Russell Westbrook e a jornada do herói do novo MVP da NBA

Heitor Facini
buzzerbeaterbr
Published in
8 min readJun 30, 2017

Do início ao fim, a narrativa do armador do OKC é cativante

Sozinho, umas histórias mais fantásticas dessa temporada.

Um homem comum é colocado face a um problema. Ele, usando uma força e vontade hercúlea, supera todos os desafios colocados no caminho e triunfa. Passa de desacreditado até uma figura mitológica. Temos exemplos de “escolhidos” em toda a cultura pop dos últimos anos. Harry Potter para livrar o mundo bruxo dos perigos de Lord Voldemort; Luke Skywalker livrando a galáxia dos temores do lado negro da força de seu pai Darth Vader; Frodo em sua jornada para destruir o anel; Russell Westbrook, contra os demoníacos do Golden State Warriors e de seu traidor Kevin Durant.

A história por trás do MVP de Russell é tão boa que nem parece que aconteceu de verdade. Aparente ser desenhada estritamente pelos grandes roteiristas do cinema, quadrinhos e livros. É um conto fantástico. Um misto de super-herói com anti-herói, de cidadão que quer vencer a todo custo, que busca vingança, que quer mostrar a todo mundo que ele está ali, (não se esqueçam disso) e não precisa daqueles que viraram suas costas.

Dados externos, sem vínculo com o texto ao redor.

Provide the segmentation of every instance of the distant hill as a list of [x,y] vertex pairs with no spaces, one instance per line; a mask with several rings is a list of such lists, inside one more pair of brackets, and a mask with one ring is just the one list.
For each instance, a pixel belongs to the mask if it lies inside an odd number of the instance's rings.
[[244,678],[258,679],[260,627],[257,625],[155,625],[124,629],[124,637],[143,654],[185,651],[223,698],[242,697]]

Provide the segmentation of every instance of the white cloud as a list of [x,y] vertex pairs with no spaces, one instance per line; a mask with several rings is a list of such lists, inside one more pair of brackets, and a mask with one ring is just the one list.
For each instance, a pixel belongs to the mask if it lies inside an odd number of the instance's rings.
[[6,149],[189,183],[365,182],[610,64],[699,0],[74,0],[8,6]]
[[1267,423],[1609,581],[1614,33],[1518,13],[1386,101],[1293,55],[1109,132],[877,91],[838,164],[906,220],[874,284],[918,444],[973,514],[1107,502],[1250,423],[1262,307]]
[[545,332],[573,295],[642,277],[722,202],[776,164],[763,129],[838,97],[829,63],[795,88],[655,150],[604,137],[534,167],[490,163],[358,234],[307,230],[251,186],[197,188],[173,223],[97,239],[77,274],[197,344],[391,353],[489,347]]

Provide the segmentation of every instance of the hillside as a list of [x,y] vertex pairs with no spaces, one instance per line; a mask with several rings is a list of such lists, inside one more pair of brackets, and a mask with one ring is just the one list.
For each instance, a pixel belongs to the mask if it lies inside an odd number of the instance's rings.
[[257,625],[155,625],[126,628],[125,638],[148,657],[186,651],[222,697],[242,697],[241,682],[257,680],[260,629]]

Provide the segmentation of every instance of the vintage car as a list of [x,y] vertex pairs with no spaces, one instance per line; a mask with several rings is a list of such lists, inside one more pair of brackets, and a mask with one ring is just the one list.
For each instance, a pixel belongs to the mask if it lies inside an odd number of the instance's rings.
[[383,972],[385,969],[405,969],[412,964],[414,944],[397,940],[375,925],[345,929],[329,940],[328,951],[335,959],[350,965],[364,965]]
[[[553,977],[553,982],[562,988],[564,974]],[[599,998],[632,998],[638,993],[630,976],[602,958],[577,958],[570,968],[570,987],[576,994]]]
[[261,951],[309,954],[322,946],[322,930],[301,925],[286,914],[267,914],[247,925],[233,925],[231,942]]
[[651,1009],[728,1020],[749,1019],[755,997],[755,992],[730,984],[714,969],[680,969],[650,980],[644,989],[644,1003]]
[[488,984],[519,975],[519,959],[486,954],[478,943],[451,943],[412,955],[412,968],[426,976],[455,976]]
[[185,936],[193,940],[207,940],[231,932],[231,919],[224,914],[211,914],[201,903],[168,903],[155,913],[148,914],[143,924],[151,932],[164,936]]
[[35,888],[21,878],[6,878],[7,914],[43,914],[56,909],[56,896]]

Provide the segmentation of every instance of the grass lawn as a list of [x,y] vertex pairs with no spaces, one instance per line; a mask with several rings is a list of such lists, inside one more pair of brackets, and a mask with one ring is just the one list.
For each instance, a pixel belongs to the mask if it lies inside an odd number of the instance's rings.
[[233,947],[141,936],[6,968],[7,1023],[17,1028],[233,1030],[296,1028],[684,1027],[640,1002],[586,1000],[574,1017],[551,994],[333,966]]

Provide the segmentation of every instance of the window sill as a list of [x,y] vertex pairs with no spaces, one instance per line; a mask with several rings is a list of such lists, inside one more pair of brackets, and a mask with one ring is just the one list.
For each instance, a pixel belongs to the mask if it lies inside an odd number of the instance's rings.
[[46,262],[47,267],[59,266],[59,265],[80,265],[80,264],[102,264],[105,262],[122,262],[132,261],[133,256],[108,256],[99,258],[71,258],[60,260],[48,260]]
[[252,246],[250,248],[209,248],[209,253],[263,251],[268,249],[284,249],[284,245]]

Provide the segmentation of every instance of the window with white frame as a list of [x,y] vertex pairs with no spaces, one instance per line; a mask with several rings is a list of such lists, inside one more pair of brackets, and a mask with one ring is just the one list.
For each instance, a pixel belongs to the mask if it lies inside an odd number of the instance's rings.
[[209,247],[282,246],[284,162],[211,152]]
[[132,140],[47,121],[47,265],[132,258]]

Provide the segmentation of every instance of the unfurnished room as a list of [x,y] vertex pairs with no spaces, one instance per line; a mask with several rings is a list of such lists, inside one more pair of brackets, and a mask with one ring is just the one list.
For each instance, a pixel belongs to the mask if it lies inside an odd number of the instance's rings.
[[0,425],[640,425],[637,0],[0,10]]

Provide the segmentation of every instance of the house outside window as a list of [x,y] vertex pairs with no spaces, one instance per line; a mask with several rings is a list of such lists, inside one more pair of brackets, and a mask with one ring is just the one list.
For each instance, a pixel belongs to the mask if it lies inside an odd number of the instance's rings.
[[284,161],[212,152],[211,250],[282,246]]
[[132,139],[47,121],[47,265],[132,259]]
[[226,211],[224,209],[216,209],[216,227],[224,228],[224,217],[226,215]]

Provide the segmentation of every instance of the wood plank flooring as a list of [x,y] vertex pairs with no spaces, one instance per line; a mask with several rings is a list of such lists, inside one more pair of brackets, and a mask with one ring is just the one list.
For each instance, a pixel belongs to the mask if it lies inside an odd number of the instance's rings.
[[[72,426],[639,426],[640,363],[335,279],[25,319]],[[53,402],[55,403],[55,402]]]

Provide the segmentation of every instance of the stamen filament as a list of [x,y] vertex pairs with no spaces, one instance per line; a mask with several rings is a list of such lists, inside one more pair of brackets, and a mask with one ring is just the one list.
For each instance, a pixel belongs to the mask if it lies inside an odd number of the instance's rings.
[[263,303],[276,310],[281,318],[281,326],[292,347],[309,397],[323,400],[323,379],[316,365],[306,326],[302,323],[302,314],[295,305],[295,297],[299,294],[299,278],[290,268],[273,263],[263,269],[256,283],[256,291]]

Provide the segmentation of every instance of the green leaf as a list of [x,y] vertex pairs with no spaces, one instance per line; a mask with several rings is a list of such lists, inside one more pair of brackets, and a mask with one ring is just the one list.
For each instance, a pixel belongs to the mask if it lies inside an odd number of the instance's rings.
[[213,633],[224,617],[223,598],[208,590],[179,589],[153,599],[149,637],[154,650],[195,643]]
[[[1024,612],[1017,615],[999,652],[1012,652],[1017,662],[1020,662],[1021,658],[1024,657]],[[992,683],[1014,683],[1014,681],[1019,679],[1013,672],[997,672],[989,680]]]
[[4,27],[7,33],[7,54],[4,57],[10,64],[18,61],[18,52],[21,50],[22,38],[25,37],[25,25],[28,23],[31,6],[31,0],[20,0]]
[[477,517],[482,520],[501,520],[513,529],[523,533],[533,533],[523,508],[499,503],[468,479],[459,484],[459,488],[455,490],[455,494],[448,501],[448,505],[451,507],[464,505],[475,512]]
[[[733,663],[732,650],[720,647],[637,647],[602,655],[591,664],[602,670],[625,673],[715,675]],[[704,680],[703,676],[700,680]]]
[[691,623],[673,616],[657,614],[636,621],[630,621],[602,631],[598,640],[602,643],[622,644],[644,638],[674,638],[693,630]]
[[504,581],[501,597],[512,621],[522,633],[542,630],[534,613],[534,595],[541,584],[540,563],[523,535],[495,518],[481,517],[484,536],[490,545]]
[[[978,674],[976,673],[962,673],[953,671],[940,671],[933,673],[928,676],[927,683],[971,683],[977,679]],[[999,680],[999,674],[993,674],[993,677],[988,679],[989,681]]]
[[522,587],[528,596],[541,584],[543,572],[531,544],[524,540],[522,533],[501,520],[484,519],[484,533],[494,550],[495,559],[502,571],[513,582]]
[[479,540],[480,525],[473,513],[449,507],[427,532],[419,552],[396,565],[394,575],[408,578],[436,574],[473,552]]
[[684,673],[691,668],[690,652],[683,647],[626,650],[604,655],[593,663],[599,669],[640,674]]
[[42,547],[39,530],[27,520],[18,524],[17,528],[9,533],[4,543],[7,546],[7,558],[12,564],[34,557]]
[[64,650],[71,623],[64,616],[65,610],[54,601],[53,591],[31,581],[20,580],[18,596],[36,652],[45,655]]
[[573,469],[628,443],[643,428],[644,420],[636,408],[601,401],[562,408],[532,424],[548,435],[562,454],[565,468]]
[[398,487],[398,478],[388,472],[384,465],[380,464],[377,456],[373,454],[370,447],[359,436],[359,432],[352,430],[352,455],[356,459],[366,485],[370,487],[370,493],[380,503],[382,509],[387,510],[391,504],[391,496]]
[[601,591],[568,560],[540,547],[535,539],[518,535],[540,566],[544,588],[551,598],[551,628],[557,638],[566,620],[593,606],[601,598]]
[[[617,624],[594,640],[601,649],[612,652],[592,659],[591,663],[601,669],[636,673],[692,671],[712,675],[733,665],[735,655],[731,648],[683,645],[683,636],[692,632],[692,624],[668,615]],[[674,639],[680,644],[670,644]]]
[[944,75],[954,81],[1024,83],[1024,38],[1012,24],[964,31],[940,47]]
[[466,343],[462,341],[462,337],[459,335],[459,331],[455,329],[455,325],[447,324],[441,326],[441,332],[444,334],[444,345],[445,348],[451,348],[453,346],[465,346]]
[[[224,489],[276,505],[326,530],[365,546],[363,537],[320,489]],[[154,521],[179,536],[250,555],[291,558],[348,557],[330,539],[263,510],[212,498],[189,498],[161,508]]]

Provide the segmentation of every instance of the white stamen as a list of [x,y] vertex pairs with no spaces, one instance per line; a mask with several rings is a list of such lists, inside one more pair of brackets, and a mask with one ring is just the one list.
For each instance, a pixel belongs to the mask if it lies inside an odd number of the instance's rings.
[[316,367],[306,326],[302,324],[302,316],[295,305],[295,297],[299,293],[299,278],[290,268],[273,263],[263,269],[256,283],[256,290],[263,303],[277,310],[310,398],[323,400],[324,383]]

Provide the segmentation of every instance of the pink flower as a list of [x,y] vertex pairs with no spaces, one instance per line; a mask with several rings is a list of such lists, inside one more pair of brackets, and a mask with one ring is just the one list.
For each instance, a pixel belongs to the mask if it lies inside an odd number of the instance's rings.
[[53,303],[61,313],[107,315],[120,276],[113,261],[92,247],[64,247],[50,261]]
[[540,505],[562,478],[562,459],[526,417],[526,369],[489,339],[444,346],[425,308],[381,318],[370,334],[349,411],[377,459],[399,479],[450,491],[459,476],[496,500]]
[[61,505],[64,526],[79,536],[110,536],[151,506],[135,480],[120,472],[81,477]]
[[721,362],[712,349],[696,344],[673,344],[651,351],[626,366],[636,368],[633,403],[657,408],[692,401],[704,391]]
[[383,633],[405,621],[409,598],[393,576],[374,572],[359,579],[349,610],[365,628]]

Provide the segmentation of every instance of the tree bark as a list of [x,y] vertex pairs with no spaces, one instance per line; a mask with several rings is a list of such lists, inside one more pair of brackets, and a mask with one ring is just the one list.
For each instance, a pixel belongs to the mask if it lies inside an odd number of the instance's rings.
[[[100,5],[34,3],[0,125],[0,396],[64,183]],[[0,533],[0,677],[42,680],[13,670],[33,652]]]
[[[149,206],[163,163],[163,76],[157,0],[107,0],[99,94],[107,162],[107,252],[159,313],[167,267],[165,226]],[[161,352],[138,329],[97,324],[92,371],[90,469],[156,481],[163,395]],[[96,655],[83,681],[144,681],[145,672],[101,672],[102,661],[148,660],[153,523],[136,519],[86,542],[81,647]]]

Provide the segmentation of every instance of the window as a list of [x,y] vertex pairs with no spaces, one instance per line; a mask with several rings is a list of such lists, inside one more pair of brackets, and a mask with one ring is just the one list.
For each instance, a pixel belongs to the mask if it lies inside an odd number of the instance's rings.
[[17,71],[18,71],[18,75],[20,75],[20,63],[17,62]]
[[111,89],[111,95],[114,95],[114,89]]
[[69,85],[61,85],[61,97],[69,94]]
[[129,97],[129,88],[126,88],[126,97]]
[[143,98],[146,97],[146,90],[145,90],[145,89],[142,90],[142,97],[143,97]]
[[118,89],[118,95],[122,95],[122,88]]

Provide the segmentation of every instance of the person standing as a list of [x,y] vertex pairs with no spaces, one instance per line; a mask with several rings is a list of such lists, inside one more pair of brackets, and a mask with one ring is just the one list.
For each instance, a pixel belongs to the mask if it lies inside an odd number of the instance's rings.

O que Russell Westbrook, Harry Potter e Frodo tem em comum? Todos trilharam a jornada do herói.

O caminho trilhado por Russell Westbrook

O início dessa epopéia não é no momento mais óbvio — ida de Kevin Durant para o Warriors — mas sim em seus lampejos anos antes. O mais evidente foi com a lesão do ala em 2014. Naquele momento, Durant ficou boa parte da temporada no estaleiro e coube a Russell a função de guiar o Oklahoma City Thunder. Mesmo encaminhando triplo-duplo atrás de triplo-duplo, o OKC ficou fora da pós temporada. Estava na cara: Russell não era ninguém sem Durant. Era apenas um showman, nada além disso.

Aí chegou o dia fatídico. Stephen Curry e Steve Kerr ofereceram a Durant a oportunidade de cravar o nome na história ganhando um título da NBA. O jogador, depois de muito refletir, se mandou de Oklahoma para Oakland. Russell estava sozinho. Do time montado ao longo de anos, apenas o jovem Steven Adams estava lá. Era pouco. James Harden foi mandado embora, Serge Ibaka saiu e Durant também. Começava assim sua provação.

A Jornada do Herói ou o Monomito

A Jornada do Herói ou a teoria do Monomito foi desenvolvida por Joseph Campbell no seu livro “O Herói de Mil Faces” lançado em 1949. O autor era um especialista em mitologia de todos os lugares do mundo: desde grega até aborígene, passando pelas orientais e religiosas. O objetivo dele era encontrar o fio que ligava todas essas histórias. O conceito do Monomito é que todos, ao redor de todas as épocas, são o mesmo herói e tem a mesma base de história.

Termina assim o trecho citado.